28 ŞUBATÇILARIN CELLÂTLIĞINI YAPAN AYDIN DOĞAN’I ÖVMEK HAYSİYETSİZLİKTİR
Ekrem Dumanlı’ya yüreğimden fışkıran bu düşüncelerle sorarım: Sana mı düştü Aydın Doğan’ı övmek! Güzide insan Hocaefendi’nin hürmetine okunan Zaman Gazetesi’nin Yayın Müdürüne mi kaldı 28 Şubat darbecilerinin sözcülüğünü yapan Hürriyet’in patronunu savunmak! Basiretini ve ferasetini mi kaybettin?
Yeni Akit ve benzeri gazeteler gibi, dindar kitlelerin sözcülüğünü yaptığına kanaat ettiğim Zaman Gazetesi’ndeki her yazıyı hesabını verecek şekilde yazmak gerekmez mi? Her hatalı davranış, diğer İslâmî grupların hasedine sebep olmaz mı?
Hocaefendi’nin emek ve fikirleriyle tecessüm eden bunca hizmeti bir yazıyla gözden düşürmeye ne hakkın var? Senin ne işin olabilir Aydın Doğan’la? 28 Şubatçı Türkiye kaatillerinin Pravda’lığını yapan, mürailerin ve bukalemunların elebaşı bir medya patronunu temyiz etmek sana vazife midir?
Neden icap etti durup dururken Aydın Doğan’ı yazınızda takdir etmek?
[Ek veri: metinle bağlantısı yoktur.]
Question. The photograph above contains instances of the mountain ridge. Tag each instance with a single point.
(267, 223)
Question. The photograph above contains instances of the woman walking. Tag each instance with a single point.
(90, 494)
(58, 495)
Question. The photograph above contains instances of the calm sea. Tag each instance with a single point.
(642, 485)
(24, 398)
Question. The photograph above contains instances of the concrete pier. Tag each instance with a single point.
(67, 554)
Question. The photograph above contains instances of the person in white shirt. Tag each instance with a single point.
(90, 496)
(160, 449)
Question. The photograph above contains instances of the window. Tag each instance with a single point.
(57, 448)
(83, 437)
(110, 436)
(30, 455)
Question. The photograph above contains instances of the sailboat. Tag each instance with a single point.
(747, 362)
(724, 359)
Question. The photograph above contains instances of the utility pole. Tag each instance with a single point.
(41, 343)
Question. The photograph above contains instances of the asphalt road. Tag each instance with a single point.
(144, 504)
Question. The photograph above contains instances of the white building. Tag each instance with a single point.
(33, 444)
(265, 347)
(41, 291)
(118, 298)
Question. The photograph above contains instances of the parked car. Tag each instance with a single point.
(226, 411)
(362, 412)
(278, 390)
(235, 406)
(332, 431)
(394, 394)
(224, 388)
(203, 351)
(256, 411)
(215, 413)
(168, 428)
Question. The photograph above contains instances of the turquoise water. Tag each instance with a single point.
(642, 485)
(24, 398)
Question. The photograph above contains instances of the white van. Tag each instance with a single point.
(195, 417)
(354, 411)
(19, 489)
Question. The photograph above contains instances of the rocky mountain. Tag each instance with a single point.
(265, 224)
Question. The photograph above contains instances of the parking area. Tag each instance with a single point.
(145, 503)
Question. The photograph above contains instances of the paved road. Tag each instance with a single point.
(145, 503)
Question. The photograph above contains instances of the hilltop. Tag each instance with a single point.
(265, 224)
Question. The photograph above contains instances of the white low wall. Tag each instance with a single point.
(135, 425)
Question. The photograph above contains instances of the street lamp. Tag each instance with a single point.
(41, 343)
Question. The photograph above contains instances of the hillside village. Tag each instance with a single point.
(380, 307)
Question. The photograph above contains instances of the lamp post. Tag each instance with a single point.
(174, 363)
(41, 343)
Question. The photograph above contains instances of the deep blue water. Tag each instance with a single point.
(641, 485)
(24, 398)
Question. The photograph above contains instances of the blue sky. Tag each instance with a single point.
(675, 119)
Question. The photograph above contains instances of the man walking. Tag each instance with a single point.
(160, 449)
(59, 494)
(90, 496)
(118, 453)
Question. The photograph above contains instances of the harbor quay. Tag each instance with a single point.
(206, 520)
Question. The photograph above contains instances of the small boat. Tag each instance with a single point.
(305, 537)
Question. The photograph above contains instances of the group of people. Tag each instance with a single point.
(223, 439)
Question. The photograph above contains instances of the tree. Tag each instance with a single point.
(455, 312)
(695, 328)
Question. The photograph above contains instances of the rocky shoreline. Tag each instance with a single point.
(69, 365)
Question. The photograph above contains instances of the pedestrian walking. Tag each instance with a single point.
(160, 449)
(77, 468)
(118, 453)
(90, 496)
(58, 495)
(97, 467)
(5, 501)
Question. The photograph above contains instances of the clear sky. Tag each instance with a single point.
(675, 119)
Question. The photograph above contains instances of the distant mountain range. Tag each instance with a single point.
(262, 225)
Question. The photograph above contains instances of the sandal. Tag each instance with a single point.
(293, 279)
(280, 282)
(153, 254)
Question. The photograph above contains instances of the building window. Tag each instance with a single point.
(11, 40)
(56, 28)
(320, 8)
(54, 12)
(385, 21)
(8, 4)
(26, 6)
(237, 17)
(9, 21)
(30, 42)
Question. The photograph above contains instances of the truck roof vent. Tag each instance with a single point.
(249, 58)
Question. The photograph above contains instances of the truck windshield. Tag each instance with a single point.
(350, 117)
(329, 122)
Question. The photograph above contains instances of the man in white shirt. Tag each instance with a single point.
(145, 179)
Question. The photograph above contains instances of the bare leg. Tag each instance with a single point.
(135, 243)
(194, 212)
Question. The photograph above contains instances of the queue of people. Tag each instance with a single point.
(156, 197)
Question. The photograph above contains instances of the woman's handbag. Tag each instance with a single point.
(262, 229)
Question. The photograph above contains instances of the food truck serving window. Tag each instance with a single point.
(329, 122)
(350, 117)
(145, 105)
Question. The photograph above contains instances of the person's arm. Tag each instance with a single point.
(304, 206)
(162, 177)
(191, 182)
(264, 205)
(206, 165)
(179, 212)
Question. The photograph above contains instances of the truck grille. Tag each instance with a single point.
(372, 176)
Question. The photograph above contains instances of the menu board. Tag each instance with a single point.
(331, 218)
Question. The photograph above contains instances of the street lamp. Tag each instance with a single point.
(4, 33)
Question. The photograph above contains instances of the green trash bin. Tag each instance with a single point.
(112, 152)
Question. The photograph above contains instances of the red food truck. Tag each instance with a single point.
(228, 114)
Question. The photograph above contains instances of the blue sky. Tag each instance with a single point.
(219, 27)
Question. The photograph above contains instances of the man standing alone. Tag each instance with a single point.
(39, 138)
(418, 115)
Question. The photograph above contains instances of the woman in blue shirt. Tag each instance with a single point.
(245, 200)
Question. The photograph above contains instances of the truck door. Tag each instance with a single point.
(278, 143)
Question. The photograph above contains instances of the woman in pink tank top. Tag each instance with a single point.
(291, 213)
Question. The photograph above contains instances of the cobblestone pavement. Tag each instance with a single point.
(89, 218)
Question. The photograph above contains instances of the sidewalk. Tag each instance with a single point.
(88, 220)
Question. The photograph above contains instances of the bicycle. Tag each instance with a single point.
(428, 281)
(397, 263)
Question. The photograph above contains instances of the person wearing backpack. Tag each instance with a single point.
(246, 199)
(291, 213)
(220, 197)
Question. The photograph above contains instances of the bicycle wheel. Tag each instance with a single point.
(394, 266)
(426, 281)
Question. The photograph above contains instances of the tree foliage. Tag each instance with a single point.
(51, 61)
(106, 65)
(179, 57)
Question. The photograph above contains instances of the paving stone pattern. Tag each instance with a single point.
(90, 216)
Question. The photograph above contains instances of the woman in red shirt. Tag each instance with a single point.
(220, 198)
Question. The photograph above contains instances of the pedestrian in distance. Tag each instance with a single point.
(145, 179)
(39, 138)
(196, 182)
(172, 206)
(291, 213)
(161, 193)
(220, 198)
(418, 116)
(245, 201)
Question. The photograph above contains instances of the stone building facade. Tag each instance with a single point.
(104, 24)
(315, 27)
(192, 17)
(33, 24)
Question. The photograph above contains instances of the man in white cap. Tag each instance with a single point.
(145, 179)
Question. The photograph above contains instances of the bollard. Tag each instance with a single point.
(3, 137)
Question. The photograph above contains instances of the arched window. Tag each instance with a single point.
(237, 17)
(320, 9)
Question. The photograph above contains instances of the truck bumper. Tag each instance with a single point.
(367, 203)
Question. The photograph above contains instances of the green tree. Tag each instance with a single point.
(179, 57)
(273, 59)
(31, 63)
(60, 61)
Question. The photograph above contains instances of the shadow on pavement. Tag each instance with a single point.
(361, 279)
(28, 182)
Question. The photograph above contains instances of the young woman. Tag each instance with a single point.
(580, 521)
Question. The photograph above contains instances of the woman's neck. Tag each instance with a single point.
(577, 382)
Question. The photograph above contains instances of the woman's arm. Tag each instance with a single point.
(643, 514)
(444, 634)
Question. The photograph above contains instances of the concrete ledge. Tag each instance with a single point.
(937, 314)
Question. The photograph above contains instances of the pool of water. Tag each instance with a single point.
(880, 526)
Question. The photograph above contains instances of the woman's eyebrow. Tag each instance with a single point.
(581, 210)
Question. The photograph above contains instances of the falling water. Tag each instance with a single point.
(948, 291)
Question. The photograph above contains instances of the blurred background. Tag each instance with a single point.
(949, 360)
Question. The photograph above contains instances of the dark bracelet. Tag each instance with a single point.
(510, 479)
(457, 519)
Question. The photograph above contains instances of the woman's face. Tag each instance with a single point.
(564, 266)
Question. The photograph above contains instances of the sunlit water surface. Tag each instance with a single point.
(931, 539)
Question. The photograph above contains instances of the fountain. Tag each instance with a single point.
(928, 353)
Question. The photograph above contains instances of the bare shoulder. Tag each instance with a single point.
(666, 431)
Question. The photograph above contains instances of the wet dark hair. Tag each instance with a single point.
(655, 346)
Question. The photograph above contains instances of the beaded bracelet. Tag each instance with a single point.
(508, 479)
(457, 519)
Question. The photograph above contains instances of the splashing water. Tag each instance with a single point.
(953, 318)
Bir şeylerin hesabı içinde hareket ediyorsan şayet veyl sana! Siyaset ve ticaret cemaatin ağız tadını ve dolayısıyla mevkutelerine olan samimiyeti de bozar.
Türkiye’de İslâm’ın hâkim bir medeniyet olmasını isteyen herkes kendi hizmet çizgisinde yürümeli, fakat aslâ karşı tarafa, yani 28 Şubatçı ve benzeri canavarlara tahabbüb etmemelidir.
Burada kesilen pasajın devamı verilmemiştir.